Me picó una araña por Selhye Martínez

Hay algo escondido en mi bar, su cara se oculta tras un tarro de cerveza que sube y baja, que se llena y vacía. Lo conozco, o eso me asusta pensar; lo conozco mejor de lo que me gustaría. Habla como si tuviera razón, como si el sol saliera por su boca y se ocultara solo para dejarlo respirar; dice mentiras, mentiras que me gusta creer para hacer pequeña la verdad, mi verdad, la soledad.
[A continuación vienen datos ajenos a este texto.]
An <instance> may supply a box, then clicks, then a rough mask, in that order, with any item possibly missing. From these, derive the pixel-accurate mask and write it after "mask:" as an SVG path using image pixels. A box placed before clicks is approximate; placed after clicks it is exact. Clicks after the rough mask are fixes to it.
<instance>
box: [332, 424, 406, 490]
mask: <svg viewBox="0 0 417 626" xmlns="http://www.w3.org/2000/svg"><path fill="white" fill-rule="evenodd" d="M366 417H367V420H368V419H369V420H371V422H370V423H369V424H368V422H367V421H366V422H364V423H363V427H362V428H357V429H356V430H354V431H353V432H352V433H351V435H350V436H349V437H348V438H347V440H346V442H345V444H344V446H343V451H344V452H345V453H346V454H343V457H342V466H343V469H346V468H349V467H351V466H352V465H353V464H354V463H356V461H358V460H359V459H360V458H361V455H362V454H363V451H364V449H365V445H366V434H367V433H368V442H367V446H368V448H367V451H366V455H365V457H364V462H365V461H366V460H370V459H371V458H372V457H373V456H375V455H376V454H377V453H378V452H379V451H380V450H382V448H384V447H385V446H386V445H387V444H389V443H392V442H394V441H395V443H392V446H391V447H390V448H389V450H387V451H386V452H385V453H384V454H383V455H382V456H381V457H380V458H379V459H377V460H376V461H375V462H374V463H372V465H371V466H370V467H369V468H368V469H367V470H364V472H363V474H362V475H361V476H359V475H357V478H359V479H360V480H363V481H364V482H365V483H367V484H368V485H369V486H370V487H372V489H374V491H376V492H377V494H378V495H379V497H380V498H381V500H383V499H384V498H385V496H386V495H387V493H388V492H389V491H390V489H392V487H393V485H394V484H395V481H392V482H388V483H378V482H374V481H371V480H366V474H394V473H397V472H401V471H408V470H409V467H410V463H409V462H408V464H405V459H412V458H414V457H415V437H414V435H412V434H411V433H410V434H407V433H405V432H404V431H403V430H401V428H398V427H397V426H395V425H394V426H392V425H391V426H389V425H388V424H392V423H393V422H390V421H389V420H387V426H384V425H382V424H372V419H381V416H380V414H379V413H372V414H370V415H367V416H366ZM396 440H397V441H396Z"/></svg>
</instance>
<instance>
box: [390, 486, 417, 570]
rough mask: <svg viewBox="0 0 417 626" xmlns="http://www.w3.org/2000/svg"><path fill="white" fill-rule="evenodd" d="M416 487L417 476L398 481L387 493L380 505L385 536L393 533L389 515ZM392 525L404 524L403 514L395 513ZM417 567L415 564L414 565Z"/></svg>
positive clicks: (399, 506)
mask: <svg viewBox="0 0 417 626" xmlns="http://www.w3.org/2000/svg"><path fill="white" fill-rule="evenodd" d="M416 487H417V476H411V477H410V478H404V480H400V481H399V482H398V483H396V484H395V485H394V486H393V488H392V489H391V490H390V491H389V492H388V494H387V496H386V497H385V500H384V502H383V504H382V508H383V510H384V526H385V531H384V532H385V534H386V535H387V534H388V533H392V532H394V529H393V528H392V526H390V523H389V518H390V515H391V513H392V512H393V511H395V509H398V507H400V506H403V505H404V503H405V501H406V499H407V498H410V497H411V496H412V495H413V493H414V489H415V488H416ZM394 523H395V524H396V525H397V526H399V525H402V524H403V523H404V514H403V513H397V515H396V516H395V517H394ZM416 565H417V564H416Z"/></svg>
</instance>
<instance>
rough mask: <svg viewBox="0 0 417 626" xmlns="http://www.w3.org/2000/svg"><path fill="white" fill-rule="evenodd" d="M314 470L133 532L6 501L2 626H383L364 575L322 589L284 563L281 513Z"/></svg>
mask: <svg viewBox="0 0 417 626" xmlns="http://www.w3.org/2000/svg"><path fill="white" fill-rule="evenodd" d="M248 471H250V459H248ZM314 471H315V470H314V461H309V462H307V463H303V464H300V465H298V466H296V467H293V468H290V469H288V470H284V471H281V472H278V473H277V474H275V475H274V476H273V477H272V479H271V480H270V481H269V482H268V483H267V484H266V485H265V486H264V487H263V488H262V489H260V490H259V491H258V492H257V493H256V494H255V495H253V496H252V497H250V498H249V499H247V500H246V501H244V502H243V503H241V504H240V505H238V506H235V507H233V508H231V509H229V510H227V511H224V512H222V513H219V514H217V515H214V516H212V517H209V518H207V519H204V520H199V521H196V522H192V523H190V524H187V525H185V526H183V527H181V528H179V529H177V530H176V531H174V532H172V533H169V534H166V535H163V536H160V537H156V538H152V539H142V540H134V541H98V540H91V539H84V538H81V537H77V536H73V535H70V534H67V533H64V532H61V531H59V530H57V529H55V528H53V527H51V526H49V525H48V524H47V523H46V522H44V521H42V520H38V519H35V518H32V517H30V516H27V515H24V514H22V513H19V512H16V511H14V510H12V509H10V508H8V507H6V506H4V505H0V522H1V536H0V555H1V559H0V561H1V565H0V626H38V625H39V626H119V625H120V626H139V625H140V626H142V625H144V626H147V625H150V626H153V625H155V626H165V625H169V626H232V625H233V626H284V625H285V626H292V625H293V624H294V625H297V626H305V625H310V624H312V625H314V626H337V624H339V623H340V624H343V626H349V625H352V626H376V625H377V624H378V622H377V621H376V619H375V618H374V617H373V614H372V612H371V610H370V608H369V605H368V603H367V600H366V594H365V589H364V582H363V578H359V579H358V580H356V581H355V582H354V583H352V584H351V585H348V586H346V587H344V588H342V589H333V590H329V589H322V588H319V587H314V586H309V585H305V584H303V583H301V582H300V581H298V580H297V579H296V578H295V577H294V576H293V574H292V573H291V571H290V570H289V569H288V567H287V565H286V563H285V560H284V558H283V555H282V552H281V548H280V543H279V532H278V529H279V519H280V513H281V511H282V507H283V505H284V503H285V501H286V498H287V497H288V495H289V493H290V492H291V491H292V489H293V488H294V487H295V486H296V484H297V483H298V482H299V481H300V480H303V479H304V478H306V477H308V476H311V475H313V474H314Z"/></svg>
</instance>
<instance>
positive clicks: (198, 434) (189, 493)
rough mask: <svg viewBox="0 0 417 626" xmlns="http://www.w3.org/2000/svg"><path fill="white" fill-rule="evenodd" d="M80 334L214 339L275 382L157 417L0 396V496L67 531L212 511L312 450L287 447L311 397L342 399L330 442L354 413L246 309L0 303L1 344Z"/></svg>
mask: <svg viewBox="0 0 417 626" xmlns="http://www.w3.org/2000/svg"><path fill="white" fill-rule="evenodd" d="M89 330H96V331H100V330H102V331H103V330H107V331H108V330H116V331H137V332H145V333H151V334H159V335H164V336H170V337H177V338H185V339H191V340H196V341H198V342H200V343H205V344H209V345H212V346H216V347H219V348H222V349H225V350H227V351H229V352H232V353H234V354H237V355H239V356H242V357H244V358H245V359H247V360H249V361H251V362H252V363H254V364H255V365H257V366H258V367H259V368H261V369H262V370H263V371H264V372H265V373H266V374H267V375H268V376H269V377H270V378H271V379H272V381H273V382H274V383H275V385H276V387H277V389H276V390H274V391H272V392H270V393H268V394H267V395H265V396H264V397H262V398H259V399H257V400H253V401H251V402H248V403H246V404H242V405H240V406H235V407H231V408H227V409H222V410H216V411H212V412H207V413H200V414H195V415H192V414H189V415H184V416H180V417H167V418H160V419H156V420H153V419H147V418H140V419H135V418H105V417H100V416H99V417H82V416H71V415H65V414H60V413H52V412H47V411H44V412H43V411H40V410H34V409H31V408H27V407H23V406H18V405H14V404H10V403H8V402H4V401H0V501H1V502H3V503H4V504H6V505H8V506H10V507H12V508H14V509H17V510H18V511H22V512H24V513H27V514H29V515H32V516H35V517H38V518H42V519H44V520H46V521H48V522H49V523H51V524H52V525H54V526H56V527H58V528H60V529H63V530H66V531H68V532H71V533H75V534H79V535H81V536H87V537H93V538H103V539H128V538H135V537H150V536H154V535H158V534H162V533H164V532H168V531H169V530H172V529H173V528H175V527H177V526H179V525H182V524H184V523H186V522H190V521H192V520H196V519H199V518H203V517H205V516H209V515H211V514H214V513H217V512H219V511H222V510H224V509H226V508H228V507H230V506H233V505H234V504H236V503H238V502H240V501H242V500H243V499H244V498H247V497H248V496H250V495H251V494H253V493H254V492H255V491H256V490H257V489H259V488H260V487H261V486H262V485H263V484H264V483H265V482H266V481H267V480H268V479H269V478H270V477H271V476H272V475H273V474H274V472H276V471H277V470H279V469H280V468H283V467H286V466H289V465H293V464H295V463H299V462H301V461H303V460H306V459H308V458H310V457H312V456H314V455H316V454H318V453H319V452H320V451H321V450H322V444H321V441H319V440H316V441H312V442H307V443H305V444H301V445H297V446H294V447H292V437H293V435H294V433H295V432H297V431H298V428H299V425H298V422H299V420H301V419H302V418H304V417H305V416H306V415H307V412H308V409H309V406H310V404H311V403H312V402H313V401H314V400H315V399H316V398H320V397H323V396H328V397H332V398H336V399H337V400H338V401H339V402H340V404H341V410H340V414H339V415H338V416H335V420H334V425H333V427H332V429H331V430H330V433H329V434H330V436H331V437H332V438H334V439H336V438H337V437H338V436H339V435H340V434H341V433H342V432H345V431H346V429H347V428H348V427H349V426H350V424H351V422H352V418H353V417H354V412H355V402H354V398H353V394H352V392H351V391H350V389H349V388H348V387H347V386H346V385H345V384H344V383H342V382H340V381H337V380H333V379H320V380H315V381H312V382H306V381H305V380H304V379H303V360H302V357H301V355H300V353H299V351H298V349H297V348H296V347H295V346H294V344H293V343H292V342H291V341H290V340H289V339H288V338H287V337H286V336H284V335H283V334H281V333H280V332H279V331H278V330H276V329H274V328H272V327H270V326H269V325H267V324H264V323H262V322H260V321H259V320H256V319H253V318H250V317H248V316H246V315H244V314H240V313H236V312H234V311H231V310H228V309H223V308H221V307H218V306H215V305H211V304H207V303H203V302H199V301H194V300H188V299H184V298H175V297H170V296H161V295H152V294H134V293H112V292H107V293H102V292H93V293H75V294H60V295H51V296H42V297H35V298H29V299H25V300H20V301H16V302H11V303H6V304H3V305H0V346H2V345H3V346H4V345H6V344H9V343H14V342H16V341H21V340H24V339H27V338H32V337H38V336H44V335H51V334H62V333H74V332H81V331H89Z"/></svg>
Tiene ocho largas patas, delgadas, sucias. Marca con una de ellas el ritmo, con otra acaricia algo bajo la mesa, la tercera apunta a la salida y alguna de las otras cinco me oprime la garganta. Diría que me hace daño, pero el rojo que se acumula en mi cabeza comienza a formar palabras, palabras de odio hacía todo y todos.

Me siento mareada, asqueada, de pensar en la telaraña que ha construido en todo este tiempo, la misma para la que le di consejos de estructura y que ahora me envuelve, soy una mosca a la espera del final.

Siento algo que atraviesa mi piel, justo en la rodilla, duele igual que aquellos meses de silencio en los que me sentía insuficiente para una casa modesta en el sur de la ciudad, igual que las mañanas invernales que le siguen a las noches ruidosas de otoño, igual que el fondo rocoso de un acantilado. Así recuerdo que tengo manos para golpear, uso la derecha contra mi pierna y regreso a la realidad. “¿Qué fue eso?” pregunta aquel que se esconde tras cerveza y me río al ver un cadáver en el suelo, con las patas encogidas y los ojos apagados, “Nada, me picó una araña y la maté”.